Lin turned her head now, annoyed, fixing her determined eyes on Kya. “That’s not what I meant.”

“No,” Kya sighed into her tea, taking a sip, “Of course it isn’t.”

“Why did you leave yesterday?” she emphasized with that voice that made it impossible to ignore the hurt underneath the barely controlled fury.

And there it was. Lin had finally asked the question.

Why?

For a moment Kya considered her options and caught herself looking at Lin. Kya schooled her face to stay neutral but allowed her eyes to portray whatever they wanted, didn’t hold back, stared all the countless versions of the three words she could come up with, quietly told Lin about those dreamed up universes. She thought maybe Lin could see it there, but her face didn’t twitch, didn’t change. She really couldn’t see it.

“The answer won’t do you any good,” she decided at once, because just yesterday she’d promised herself to stop the torture.

Lin frowned, visibly displeased with the answer. “Don’t be dramatic,” she scolded.

Kya didn’t say anything, simply clenched her jaw, because no matter how she’d say it, it would be for nothing. She stared back at her cup, wondering why it hadn’t broken yet under the death grip.

Suddenly Lin shot up, chair almost falling from the explosive movement. “Fine,” she spat down at her. “Have it your way.”

While Lin stomped towards the door, Kya was still wrestling with herself, making herself stay quiet. It felt like all her resolve was going to burst into nothingness, but she told herself only to wait for a few more moments until Lin was gone. Only a few more final seconds of heartache.
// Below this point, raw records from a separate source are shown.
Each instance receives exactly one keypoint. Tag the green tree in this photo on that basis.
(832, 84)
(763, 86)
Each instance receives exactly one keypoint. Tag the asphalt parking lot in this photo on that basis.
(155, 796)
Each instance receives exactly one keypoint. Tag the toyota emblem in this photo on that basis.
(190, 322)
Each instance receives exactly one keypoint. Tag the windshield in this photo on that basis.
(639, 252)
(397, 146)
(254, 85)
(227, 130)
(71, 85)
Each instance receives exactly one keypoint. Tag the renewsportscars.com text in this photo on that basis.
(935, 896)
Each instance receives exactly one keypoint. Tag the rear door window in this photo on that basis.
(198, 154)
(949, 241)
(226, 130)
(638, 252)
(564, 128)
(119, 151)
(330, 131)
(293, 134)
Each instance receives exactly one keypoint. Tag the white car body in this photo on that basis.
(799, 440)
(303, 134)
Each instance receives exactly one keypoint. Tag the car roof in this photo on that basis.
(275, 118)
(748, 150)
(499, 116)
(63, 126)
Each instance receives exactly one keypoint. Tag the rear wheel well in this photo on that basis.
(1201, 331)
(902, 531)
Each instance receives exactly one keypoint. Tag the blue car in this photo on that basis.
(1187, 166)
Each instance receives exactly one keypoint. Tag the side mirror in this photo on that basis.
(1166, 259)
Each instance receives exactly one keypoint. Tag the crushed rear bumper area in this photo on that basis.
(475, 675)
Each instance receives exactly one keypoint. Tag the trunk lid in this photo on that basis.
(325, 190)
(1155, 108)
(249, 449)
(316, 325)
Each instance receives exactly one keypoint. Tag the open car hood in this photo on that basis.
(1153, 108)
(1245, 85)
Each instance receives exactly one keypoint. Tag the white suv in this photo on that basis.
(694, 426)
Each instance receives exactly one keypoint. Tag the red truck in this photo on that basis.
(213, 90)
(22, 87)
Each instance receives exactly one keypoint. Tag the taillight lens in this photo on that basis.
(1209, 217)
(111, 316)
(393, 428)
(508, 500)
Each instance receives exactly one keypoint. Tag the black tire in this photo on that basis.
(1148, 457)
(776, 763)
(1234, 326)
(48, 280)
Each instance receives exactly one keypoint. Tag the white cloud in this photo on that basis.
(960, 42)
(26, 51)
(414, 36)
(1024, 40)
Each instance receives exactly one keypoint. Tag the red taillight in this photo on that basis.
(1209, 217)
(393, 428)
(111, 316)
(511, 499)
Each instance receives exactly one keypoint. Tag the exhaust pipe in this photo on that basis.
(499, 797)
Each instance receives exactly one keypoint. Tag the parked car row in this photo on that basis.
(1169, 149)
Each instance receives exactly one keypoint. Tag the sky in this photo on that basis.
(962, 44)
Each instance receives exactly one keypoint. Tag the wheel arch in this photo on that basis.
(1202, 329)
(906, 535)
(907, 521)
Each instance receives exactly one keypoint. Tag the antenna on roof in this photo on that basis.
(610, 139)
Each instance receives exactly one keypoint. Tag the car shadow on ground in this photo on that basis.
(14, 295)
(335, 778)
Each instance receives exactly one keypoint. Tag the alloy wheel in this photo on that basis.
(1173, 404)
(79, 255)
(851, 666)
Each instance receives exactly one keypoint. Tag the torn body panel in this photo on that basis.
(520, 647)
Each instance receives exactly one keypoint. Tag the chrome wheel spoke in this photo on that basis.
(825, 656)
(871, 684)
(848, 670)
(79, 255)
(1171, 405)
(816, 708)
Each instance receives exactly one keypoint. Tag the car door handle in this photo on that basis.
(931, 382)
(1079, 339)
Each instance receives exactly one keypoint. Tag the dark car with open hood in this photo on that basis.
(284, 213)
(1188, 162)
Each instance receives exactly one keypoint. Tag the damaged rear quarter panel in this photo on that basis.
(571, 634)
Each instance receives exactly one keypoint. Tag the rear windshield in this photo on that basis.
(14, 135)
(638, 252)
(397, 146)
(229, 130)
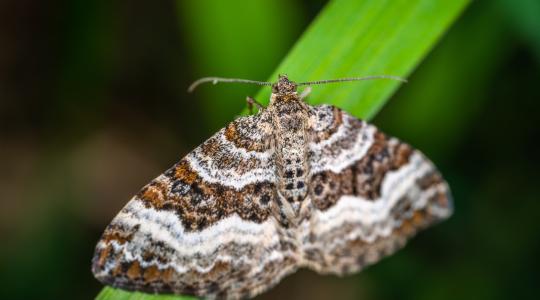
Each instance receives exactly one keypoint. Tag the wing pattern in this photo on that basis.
(370, 200)
(209, 226)
(204, 225)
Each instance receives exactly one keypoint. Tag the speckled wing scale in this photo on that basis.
(292, 186)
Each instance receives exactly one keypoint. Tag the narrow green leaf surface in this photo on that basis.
(354, 38)
(361, 38)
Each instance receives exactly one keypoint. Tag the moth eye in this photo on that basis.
(318, 189)
(265, 199)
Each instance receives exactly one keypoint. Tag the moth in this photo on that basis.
(293, 186)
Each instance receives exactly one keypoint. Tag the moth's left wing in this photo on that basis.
(371, 193)
(205, 226)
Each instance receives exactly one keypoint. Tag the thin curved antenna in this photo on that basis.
(215, 80)
(353, 79)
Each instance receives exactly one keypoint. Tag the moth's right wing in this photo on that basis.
(371, 193)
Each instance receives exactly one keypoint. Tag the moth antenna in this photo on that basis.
(353, 79)
(216, 80)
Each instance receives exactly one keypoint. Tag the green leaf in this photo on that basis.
(360, 38)
(356, 38)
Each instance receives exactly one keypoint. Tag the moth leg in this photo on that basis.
(305, 93)
(251, 101)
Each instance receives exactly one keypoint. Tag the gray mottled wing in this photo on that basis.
(371, 193)
(204, 226)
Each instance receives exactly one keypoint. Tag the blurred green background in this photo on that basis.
(93, 106)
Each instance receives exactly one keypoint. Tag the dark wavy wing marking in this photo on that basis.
(369, 207)
(204, 226)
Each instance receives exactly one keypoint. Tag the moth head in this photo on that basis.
(283, 85)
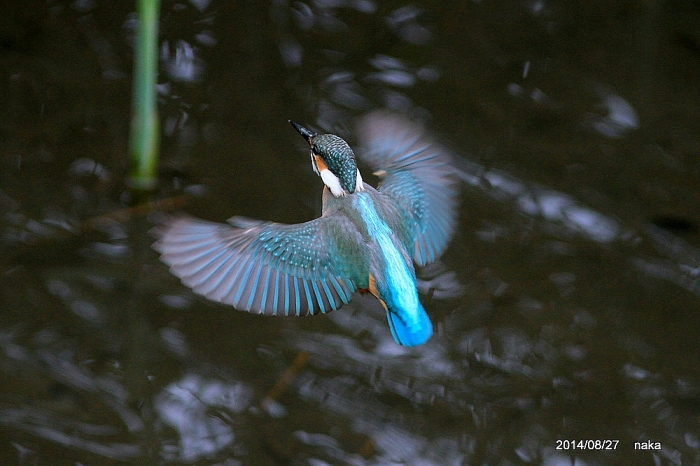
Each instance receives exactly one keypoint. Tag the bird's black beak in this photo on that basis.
(303, 131)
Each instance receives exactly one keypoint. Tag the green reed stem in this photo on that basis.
(144, 136)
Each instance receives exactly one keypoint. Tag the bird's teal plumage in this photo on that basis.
(366, 238)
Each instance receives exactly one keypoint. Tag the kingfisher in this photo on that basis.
(366, 239)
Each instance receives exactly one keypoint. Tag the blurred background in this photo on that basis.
(566, 308)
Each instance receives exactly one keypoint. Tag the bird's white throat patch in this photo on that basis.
(333, 183)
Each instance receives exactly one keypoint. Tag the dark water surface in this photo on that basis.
(567, 307)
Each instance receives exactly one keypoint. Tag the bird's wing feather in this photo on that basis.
(417, 173)
(260, 267)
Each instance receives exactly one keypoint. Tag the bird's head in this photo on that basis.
(333, 160)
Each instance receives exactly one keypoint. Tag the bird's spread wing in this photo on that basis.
(417, 173)
(260, 267)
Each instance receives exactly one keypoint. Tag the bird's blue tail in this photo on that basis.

As though she would prove something to herself by letting Lin do the leaving for once.

And she did. Lin opened the door, took another step, but she halted mid-step.

Kya’s heart jumped, because: she halted !
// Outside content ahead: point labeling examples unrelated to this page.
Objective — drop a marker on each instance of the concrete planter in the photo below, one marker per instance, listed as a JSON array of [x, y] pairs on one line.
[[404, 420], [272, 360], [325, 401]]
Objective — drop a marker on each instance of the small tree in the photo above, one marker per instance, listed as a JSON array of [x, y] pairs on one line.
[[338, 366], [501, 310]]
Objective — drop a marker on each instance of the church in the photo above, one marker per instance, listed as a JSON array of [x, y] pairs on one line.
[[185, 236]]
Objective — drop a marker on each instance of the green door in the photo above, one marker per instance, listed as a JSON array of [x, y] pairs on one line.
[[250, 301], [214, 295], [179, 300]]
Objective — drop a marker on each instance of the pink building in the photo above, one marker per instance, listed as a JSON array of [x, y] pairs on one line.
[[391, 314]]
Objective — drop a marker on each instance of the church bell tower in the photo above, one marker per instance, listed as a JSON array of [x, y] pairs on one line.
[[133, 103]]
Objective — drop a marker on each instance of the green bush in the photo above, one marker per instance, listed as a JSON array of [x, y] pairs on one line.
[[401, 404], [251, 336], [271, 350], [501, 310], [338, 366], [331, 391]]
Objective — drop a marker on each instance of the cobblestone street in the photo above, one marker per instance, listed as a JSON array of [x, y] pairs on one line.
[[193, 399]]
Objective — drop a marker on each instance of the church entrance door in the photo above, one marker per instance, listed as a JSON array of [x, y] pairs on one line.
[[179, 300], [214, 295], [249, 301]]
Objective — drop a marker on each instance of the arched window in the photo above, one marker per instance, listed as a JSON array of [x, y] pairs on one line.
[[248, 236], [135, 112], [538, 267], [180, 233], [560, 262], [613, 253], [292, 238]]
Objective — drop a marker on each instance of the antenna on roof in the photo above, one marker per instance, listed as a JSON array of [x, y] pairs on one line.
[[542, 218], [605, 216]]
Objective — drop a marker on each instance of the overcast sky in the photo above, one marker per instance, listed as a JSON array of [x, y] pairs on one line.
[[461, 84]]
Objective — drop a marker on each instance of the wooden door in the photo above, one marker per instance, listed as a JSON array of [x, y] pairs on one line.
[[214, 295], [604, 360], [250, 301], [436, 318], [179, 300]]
“You know,” Lin said, voice as hard as it had never been with her.

Kya wanted to scream, because spirits, since when did Lin Beifong talk this much? She kept her eyes trained on the tea. She couldn’t look at her, because it would make her cave, make her confess.
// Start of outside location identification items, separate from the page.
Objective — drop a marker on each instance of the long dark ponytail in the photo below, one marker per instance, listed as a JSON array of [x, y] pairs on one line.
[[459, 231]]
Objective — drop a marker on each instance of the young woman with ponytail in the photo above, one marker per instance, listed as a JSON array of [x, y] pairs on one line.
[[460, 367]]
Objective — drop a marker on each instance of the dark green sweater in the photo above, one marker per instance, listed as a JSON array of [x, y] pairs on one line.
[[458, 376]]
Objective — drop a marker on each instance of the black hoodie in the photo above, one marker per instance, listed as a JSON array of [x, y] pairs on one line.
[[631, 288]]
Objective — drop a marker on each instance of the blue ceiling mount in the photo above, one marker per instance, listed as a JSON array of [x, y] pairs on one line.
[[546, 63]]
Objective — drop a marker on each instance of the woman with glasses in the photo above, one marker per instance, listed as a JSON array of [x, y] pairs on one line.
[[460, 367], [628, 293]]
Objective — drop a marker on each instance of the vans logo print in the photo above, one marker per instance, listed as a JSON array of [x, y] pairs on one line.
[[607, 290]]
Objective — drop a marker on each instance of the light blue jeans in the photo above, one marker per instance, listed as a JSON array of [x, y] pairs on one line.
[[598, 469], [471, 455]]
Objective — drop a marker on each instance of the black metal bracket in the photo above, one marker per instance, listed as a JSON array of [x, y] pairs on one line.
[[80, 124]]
‘You know,’ it echoed in Kya’s head. Would Lin finish that sentence if Kya told her she loved her so much that she wouldn’t mind if Lin spent the rest of her life being angry with Kya if only, she spent it with her? If she turned to look at her now, Kya feared she might get up and fall to her knees, begging Lin to stay, promising not to leave ever again, however hard it would be for Korra.

She couldn’t do it, couldn’t embarrass herself like that. So Kya waited for Lin to finish, braced herself.

Lin continued, “I really thought you cared.”

And the door slammed shut.

The room shook under Lin’s fury, sending ripples through forgotten tea.

Kya huffed a bitter laugh. How foolish Lin Beifong would feel if she knew, just how much Kya cared.